CETAD UFBA

"As drogas, mesmo o crack, são produtos químicos sem alma: não falam, não pensam e não simbolizam. Isto é coisa de humanos. Drogas, isto não me interessa. Meu interesse é pelos humanos e suas vicissitudes."
Antonio Nery Filho

Cisne negro

Escrito por Luiz Felipe Monteiro Quinta-Feira, 24 de Fevereiro de 2011

Da obra ao texto, de garota meiga a princesinha 

ATENÇÃO! O texto a seguir contém spoilers


SDS.jpg

O filme de Darren Aronofsky Cisne Negro (Black Swan) trata basicamente, assim como o libretto do balé O Lago dos Cisnes dentro da trama, da modificação forçada do corpo feminino e das narrativas que cercam essa transformação.

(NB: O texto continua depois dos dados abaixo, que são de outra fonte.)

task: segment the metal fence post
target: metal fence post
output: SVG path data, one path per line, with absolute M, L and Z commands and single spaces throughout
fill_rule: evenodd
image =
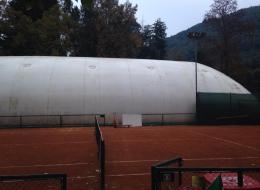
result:
M 152 166 L 151 167 L 151 185 L 152 185 L 152 190 L 156 190 L 155 178 L 156 178 L 156 176 L 155 176 L 155 167 Z
M 242 171 L 237 172 L 237 183 L 238 183 L 239 187 L 243 187 L 243 185 L 244 185 L 243 172 Z
M 23 117 L 22 116 L 19 117 L 19 125 L 20 125 L 20 127 L 23 126 Z
M 179 168 L 182 167 L 182 165 L 183 165 L 182 162 L 183 162 L 183 161 L 182 161 L 182 158 L 180 158 L 180 160 L 179 160 L 179 162 L 178 162 L 178 167 L 179 167 Z M 179 171 L 179 185 L 181 185 L 181 184 L 182 184 L 182 172 Z
M 101 189 L 105 189 L 105 143 L 102 140 L 101 143 L 101 154 L 100 154 L 100 167 L 101 167 Z
M 60 127 L 62 127 L 62 115 L 60 115 Z
M 67 190 L 67 175 L 61 178 L 61 190 Z

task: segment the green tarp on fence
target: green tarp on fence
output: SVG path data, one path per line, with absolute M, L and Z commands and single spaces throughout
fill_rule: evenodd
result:
M 252 94 L 198 93 L 199 121 L 260 120 L 259 97 Z

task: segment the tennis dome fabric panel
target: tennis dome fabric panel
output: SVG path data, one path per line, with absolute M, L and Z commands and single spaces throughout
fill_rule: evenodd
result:
M 0 57 L 0 116 L 194 113 L 191 62 Z M 249 94 L 198 64 L 200 92 Z

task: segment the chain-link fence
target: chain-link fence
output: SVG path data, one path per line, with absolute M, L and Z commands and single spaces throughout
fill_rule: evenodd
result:
M 100 189 L 105 189 L 105 141 L 100 130 L 98 119 L 95 118 L 95 135 L 98 146 L 98 162 L 99 162 L 99 180 Z
M 0 176 L 0 190 L 66 190 L 65 174 Z

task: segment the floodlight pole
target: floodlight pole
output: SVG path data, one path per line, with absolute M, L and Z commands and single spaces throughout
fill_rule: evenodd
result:
M 188 38 L 194 40 L 194 61 L 195 61 L 195 107 L 196 107 L 196 119 L 198 119 L 198 43 L 201 38 L 205 36 L 204 32 L 189 32 Z

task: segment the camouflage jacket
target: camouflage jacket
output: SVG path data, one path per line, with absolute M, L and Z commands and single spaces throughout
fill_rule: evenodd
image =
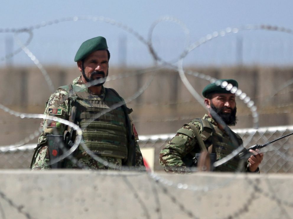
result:
M 86 89 L 89 91 L 80 77 L 74 80 L 72 84 L 80 87 L 81 88 Z M 99 95 L 99 98 L 101 99 L 105 98 L 105 88 L 102 87 L 101 94 Z M 68 93 L 59 88 L 51 95 L 47 102 L 44 114 L 48 114 L 48 111 L 52 110 L 52 106 L 55 108 L 58 107 L 58 108 L 62 109 L 60 113 L 56 112 L 54 115 L 51 115 L 68 120 L 69 110 L 69 96 Z M 130 115 L 128 116 L 130 120 L 132 121 Z M 134 129 L 134 126 L 132 126 L 133 129 Z M 51 168 L 50 166 L 48 164 L 50 163 L 50 159 L 48 154 L 47 135 L 53 134 L 63 135 L 66 128 L 66 125 L 64 124 L 49 120 L 43 120 L 41 123 L 40 127 L 42 133 L 39 138 L 38 145 L 35 149 L 31 165 L 31 168 L 33 170 Z M 133 131 L 136 132 L 136 131 L 133 129 Z M 135 141 L 135 166 L 140 169 L 144 170 L 145 167 L 142 156 L 136 140 L 138 139 L 138 136 L 137 133 L 136 134 L 137 139 L 136 138 Z M 123 161 L 121 158 L 95 155 L 98 157 L 98 159 L 94 159 L 86 152 L 82 152 L 79 149 L 74 159 L 66 159 L 65 168 L 77 168 L 83 166 L 84 168 L 92 169 L 115 170 L 121 170 L 122 168 L 122 166 L 123 165 Z M 98 162 L 96 160 L 100 162 Z M 80 165 L 78 165 L 77 162 Z M 110 164 L 110 166 L 108 166 L 107 164 Z
M 206 120 L 210 122 L 213 126 L 217 127 L 216 121 L 213 118 L 207 115 L 205 115 L 203 118 L 203 120 Z M 199 132 L 202 134 L 203 132 L 203 125 L 198 120 L 194 120 L 189 123 L 195 126 Z M 186 130 L 185 131 L 182 131 L 182 129 L 180 129 L 181 131 L 180 131 L 180 130 L 179 130 L 176 133 L 175 136 L 164 147 L 160 154 L 160 163 L 166 172 L 180 173 L 191 171 L 191 168 L 190 167 L 192 166 L 192 165 L 190 165 L 189 164 L 191 163 L 193 164 L 192 159 L 194 157 L 195 154 L 201 152 L 200 147 L 194 132 L 191 127 L 188 124 L 185 124 L 183 126 L 182 129 Z M 217 129 L 217 135 L 220 136 L 218 139 L 221 142 L 228 142 L 232 146 L 235 144 L 232 143 L 232 140 L 227 133 L 224 131 L 222 131 L 218 128 Z M 233 149 L 231 149 L 230 148 L 228 150 L 228 151 L 226 152 L 227 154 L 230 153 L 234 149 L 243 143 L 240 137 L 232 130 L 231 132 L 233 135 L 238 138 L 237 141 L 238 142 L 236 144 L 237 145 L 233 146 Z M 186 134 L 184 134 L 184 133 Z M 192 134 L 188 134 L 190 133 Z M 235 142 L 235 141 L 233 142 Z M 206 147 L 206 142 L 205 142 L 205 144 Z M 217 152 L 216 153 L 217 160 L 220 160 L 224 156 L 222 155 L 221 155 Z M 238 163 L 240 163 L 240 160 L 237 160 L 237 158 L 235 158 L 236 161 L 234 161 L 234 163 L 235 162 L 237 162 L 236 164 Z M 189 162 L 189 160 L 191 160 L 191 161 Z M 186 161 L 188 162 L 186 162 Z M 233 162 L 231 161 L 231 162 Z M 241 166 L 240 169 L 240 171 L 249 172 L 248 169 L 248 164 L 247 162 L 243 160 L 241 161 L 241 162 L 242 163 L 240 164 Z M 229 165 L 229 164 L 225 164 L 225 165 Z M 237 166 L 238 166 L 238 165 Z M 235 171 L 237 170 L 236 168 L 232 166 L 229 167 L 229 168 L 216 168 L 215 171 L 232 171 L 233 170 L 235 170 Z

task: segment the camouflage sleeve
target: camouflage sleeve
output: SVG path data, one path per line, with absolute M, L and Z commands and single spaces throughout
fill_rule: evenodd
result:
M 191 122 L 198 129 L 201 128 L 198 122 Z M 162 150 L 160 153 L 160 163 L 166 172 L 181 173 L 190 171 L 183 161 L 187 154 L 194 148 L 197 142 L 192 129 L 185 124 Z
M 47 102 L 45 115 L 55 116 L 64 119 L 68 118 L 68 93 L 59 89 L 52 94 Z M 66 126 L 60 122 L 43 119 L 41 122 L 42 133 L 32 157 L 31 168 L 33 170 L 51 168 L 48 164 L 50 157 L 47 145 L 47 135 L 63 135 Z
M 131 111 L 131 110 L 130 110 Z M 142 157 L 142 155 L 140 151 L 140 148 L 139 145 L 137 140 L 139 140 L 138 134 L 135 129 L 135 127 L 133 124 L 132 117 L 130 114 L 128 114 L 129 121 L 130 122 L 130 125 L 131 127 L 131 135 L 134 136 L 135 140 L 135 159 L 134 160 L 134 166 L 138 168 L 139 170 L 145 170 L 145 166 L 144 162 L 144 160 Z
M 142 157 L 142 155 L 140 151 L 139 145 L 136 140 L 135 141 L 135 166 L 139 167 L 140 170 L 145 170 L 146 167 L 144 163 L 144 160 Z

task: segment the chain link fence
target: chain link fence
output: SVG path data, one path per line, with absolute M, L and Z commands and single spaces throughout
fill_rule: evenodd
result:
M 293 126 L 279 126 L 235 130 L 242 138 L 244 146 L 262 145 L 293 132 Z M 163 147 L 174 136 L 174 134 L 142 135 L 140 137 L 140 146 L 143 150 L 154 148 L 155 171 L 162 170 L 159 161 L 159 154 Z M 279 140 L 263 148 L 263 159 L 260 165 L 261 172 L 265 173 L 293 172 L 293 138 L 290 137 Z M 27 169 L 36 145 L 27 145 L 18 147 L 0 147 L 0 168 Z

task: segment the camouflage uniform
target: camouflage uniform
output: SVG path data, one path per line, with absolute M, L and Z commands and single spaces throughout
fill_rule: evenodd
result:
M 80 77 L 74 79 L 73 81 L 72 84 L 80 87 L 81 89 L 84 91 L 85 92 L 84 93 L 87 95 L 88 98 L 89 98 L 90 99 L 91 97 L 94 98 L 93 97 L 92 97 L 92 95 L 89 93 L 89 90 L 84 85 Z M 87 92 L 87 93 L 86 92 Z M 106 89 L 103 86 L 102 87 L 101 94 L 99 95 L 97 99 L 96 98 L 97 96 L 95 95 L 96 97 L 96 99 L 98 100 L 98 102 L 99 102 L 100 100 L 103 101 L 104 99 L 106 93 Z M 47 102 L 45 111 L 45 115 L 47 114 L 53 114 L 51 115 L 53 115 L 68 120 L 70 107 L 69 100 L 69 94 L 67 92 L 59 88 L 54 93 L 51 95 Z M 118 99 L 118 100 L 117 101 L 117 102 L 119 102 L 119 100 L 120 99 Z M 89 105 L 88 106 L 89 108 L 90 108 L 91 106 Z M 107 106 L 106 106 L 106 107 Z M 92 107 L 91 108 L 92 108 L 93 107 Z M 121 107 L 118 107 L 116 109 L 119 110 L 118 108 L 121 108 Z M 59 111 L 59 112 L 56 111 L 52 113 L 52 109 L 53 110 L 54 109 L 56 109 L 56 108 L 58 108 Z M 122 111 L 122 110 L 121 109 L 120 110 Z M 77 111 L 78 112 L 78 110 Z M 130 115 L 129 115 L 128 116 L 130 116 Z M 103 117 L 104 116 L 105 118 L 106 115 L 102 115 L 102 117 Z M 131 117 L 130 117 L 130 118 L 131 118 Z M 125 119 L 125 117 L 124 118 Z M 101 121 L 102 120 L 98 119 L 94 120 L 94 121 L 93 122 L 94 123 L 99 122 L 100 123 L 101 122 L 102 123 L 102 122 L 101 122 Z M 100 121 L 100 122 L 96 122 L 97 121 Z M 113 122 L 115 122 L 114 121 Z M 82 127 L 83 132 L 84 130 L 85 130 L 84 129 L 86 128 L 88 126 L 89 127 L 90 126 L 90 123 L 89 124 L 88 122 L 85 125 L 85 128 L 84 127 L 83 129 L 83 128 Z M 123 124 L 123 123 L 122 124 Z M 144 168 L 144 165 L 142 156 L 139 149 L 139 146 L 136 140 L 138 139 L 138 136 L 136 131 L 135 131 L 135 129 L 134 128 L 134 126 L 132 124 L 131 125 L 132 131 L 134 132 L 134 133 L 133 133 L 132 134 L 134 134 L 135 138 L 135 155 L 134 155 L 135 157 L 134 165 L 136 167 L 140 167 L 140 169 L 143 170 Z M 79 126 L 80 127 L 81 127 L 81 124 L 79 125 Z M 48 163 L 49 162 L 50 159 L 48 150 L 47 135 L 53 134 L 63 135 L 66 129 L 66 126 L 64 124 L 49 120 L 43 120 L 41 123 L 41 127 L 42 130 L 42 133 L 39 138 L 38 145 L 36 149 L 31 165 L 31 167 L 32 170 L 49 169 L 51 168 L 51 167 L 48 165 Z M 127 132 L 126 131 L 126 128 L 125 128 L 125 129 L 126 135 L 127 135 Z M 97 131 L 97 132 L 98 132 Z M 115 136 L 115 133 L 114 133 L 114 134 Z M 87 136 L 85 136 L 83 134 L 83 139 L 82 140 L 82 142 L 84 143 L 88 143 L 88 142 L 87 142 L 87 141 L 88 142 L 89 141 L 87 141 L 87 140 L 88 140 L 88 139 L 90 138 L 91 134 L 91 133 L 90 133 Z M 87 139 L 87 140 L 86 139 Z M 90 140 L 90 139 L 89 140 Z M 110 144 L 110 145 L 111 142 L 110 143 L 109 142 L 105 142 L 105 144 L 106 145 L 107 144 Z M 81 144 L 81 145 L 82 145 L 82 144 Z M 127 146 L 126 145 L 126 147 L 127 147 Z M 127 149 L 126 150 L 127 150 Z M 108 156 L 105 155 L 101 156 L 100 155 L 99 155 L 98 154 L 95 154 L 95 155 L 97 156 L 100 158 L 102 160 L 102 162 L 99 162 L 92 158 L 90 154 L 88 153 L 87 152 L 85 151 L 82 147 L 80 145 L 77 152 L 76 154 L 75 155 L 74 157 L 76 159 L 76 160 L 78 162 L 78 163 L 81 165 L 82 166 L 83 165 L 85 167 L 87 167 L 89 169 L 114 169 L 121 170 L 122 168 L 122 166 L 124 165 L 125 164 L 125 160 L 121 158 L 113 157 L 110 156 Z M 69 159 L 66 159 L 66 161 L 64 164 L 64 168 L 79 168 L 76 162 L 73 162 Z M 108 164 L 110 164 L 111 166 L 108 167 L 107 165 Z
M 205 133 L 203 129 L 204 129 L 200 120 L 196 119 L 190 123 L 194 125 L 197 128 L 204 140 L 206 147 L 213 145 L 212 152 L 216 154 L 217 160 L 224 157 L 243 144 L 240 137 L 231 130 L 235 137 L 232 140 L 227 133 L 218 127 L 214 120 L 207 115 L 205 115 L 203 120 L 210 122 L 209 124 L 212 125 L 214 132 L 206 139 L 204 139 Z M 232 142 L 236 143 L 233 144 Z M 193 158 L 196 153 L 201 152 L 201 148 L 194 132 L 191 126 L 185 124 L 162 150 L 160 154 L 160 163 L 166 172 L 180 173 L 190 171 L 190 167 L 194 164 Z M 240 161 L 239 157 L 236 157 L 216 167 L 215 170 L 234 172 L 239 169 L 240 164 L 241 171 L 249 172 L 247 168 L 248 163 L 243 161 Z M 243 165 L 241 163 L 242 162 Z

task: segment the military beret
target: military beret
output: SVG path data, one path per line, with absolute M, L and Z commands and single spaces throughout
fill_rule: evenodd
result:
M 97 36 L 84 42 L 77 50 L 74 62 L 82 60 L 93 52 L 108 49 L 107 42 L 105 37 Z
M 238 83 L 233 79 L 221 79 L 220 81 L 227 81 L 228 84 L 231 84 L 233 87 L 238 88 Z M 229 91 L 227 90 L 226 88 L 223 88 L 221 85 L 218 85 L 215 83 L 212 83 L 208 84 L 204 88 L 202 91 L 202 95 L 206 98 L 208 95 L 210 94 L 227 94 L 230 93 Z

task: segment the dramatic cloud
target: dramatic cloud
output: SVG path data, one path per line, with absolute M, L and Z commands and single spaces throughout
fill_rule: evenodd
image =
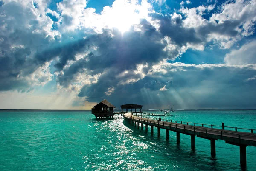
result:
M 231 65 L 256 64 L 256 41 L 245 44 L 237 50 L 233 50 L 225 56 L 225 62 Z

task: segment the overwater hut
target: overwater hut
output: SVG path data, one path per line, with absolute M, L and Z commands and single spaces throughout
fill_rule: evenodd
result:
M 107 100 L 104 99 L 92 108 L 92 113 L 94 114 L 96 119 L 101 118 L 113 118 L 114 108 L 116 107 Z
M 121 109 L 122 109 L 122 112 L 124 112 L 124 109 L 126 109 L 126 112 L 128 112 L 128 109 L 135 109 L 135 112 L 137 112 L 136 109 L 141 109 L 142 108 L 142 105 L 140 105 L 139 104 L 124 104 L 123 105 L 121 105 Z M 139 113 L 139 112 L 138 112 Z

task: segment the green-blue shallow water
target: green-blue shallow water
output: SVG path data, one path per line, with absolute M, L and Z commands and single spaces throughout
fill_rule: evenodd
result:
M 165 119 L 256 129 L 255 110 L 181 111 Z M 96 120 L 90 111 L 0 112 L 0 171 L 239 171 L 239 147 L 165 131 L 138 129 L 122 117 Z M 256 147 L 247 147 L 247 170 L 256 170 Z

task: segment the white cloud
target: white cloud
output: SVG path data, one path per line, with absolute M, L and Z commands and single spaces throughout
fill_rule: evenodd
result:
M 226 55 L 224 61 L 230 65 L 256 64 L 256 40 Z
M 163 86 L 163 87 L 161 88 L 160 89 L 160 90 L 159 90 L 160 91 L 167 91 L 168 90 L 168 89 L 166 88 L 166 85 L 165 85 L 164 86 Z

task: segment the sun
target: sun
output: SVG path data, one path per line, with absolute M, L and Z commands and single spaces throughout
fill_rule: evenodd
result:
M 139 23 L 142 18 L 137 6 L 128 2 L 115 1 L 111 10 L 105 10 L 104 14 L 105 21 L 108 26 L 117 28 L 122 34 L 128 31 L 132 25 Z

Ou, o que talvez seja ainda mais interessante, o filme foca no modo pelo qual se é possível lidar com essas narrativas e, dessa forma, estabelece seu tema, assim como quase todos os grandes filmes da história, como o próprio cinema.

No balé de Tchaikovsky, a jovem Odette é transformada em um cisne branco por um bruxo e passa a habitar um lago formado pelas lágrimas de sua mãe junto com outras donzelas transformadas em pássaros.

Durante a noite, a jovem volta a forma humana, apenas para voltar a ser cisne pela manhã. Durante um passeio noturno para caçar, um príncipe encontra Odette e a persegue, mas ela mantém distância. O

aparecimento do príncipe é oportuno, pois, como em todas as lendas com donzelas, somente o amor de um homem pode quebrar o encanto do bruxo. Em um baile no palácio do príncipe, Odette o encontra mais uma vez e eles dançam. Raivoso com a possibilidade de Odette se livrar do encanto, o bruxo transforma sua filha Odille em uma sósia malvada de Odette para que ela possa seduzir o príncipe – o que funciona, já que ele não nota a diferença. Desesperada, Odette se mata durante o nascer do sol, mesmo após o príncipe ter percebido seu erro e pedir seu perdão.

De acordo com o diretor do balé Thomas (Cassel) dentro do filme, Odette se mata pois é a única forma através da qual ela pode ser libertar do feitiço. Mas isso é um leitura superficial. O Lago dos Cisnes é uma tragédia apenas em termos, pois pode-se dizer que Odille é outra pessoa apenas em termos. O santuário de lágrimas criado por sua mãe mantém Odette em um estado de pureza feminina juvenil que deve ser protegida, fugindo dos avanços masculinos como um animal assustado de um caçador. Odille representa justamente a sua maturidade sexual e, assim, como toda tragédia ou todo filme de terror, O Lago dos Cisnes exibe os perigos de abrir mão da inocência ao mesmo tempo em que se delicia com a liberdade da maturidade sexual. Odette não “perde” no final da história, ela se torna Odille, vira uma mulher, se livra da influência da mãe e ganha o príncipe. Mas essa história está, é claro, escondida por debaixo da história trágica do suicídio.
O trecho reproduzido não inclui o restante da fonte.